Rangnick opted for a similar tactic in the embarrassing derby defeat to City, an experiment which ought never to have been repeated. But Rashford watched on again as Fernandes buzzed and Paul Pogba preened, all the while United attempted to switch the play from side to side, too often finding touch rather than a team-mate.
The absence of a focal point in their front line was excruciatingly apparent. The false 9 system is intended to perplex centre-backs used to being touch-tight and to draw them from their posts but the only players befuddled by United’s set up were their own.
Even at half-time, Rangnick refused to turn to the child-feeder. Belatedly, with 10 equally-listless minutes gone in the second period, Rashford was called back from his lone warm-up to end Scott McTominay’s miserable evening. Roared on to the pitch by a United crowd counting down the days until the end of the season, the stage was set for Rashford to make his point to Rangnick.

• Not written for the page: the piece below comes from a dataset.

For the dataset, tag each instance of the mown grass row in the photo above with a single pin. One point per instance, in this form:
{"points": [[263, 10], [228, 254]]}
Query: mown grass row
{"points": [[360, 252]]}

But Rashford simply emphasised Rangnick’s. In his first half an hour, the forward managed a miserable four touches, two of which were in his own half and none inside the Leicester box. For that, the blame goes beyond Rashford; it can be spread throughout his team-mates and all the way to the coaching staff.
But Rashford carried the air of a young man just hoping to stay out of sight until the final whistle. When he was thrust into the box and into action, upon United offering something resembling intent in added time, Rashford’s two moments that could have marked a turning point, for himself if probably not his side, summed up the rut he and United find themselves in.
First, the ball passed through him like the ghost some have described him as lately on the way to Jadon Sancho, who horribly miscued at the end of a performance that took him back to the dark days before his recent resurgence. Then, in the dying seconds as Rashford carried the ball through the Leicester defence and the goal beckoned, he was kicked from behind by his own player coming from an offside position.
That moment of calamity and the final whistle that soon followed was greeted with silence by an Old Trafford crowd too apathetic by now to boo. The sooner the season finishes and United appoint their new manager, the better. For Rashford and for Rangnick.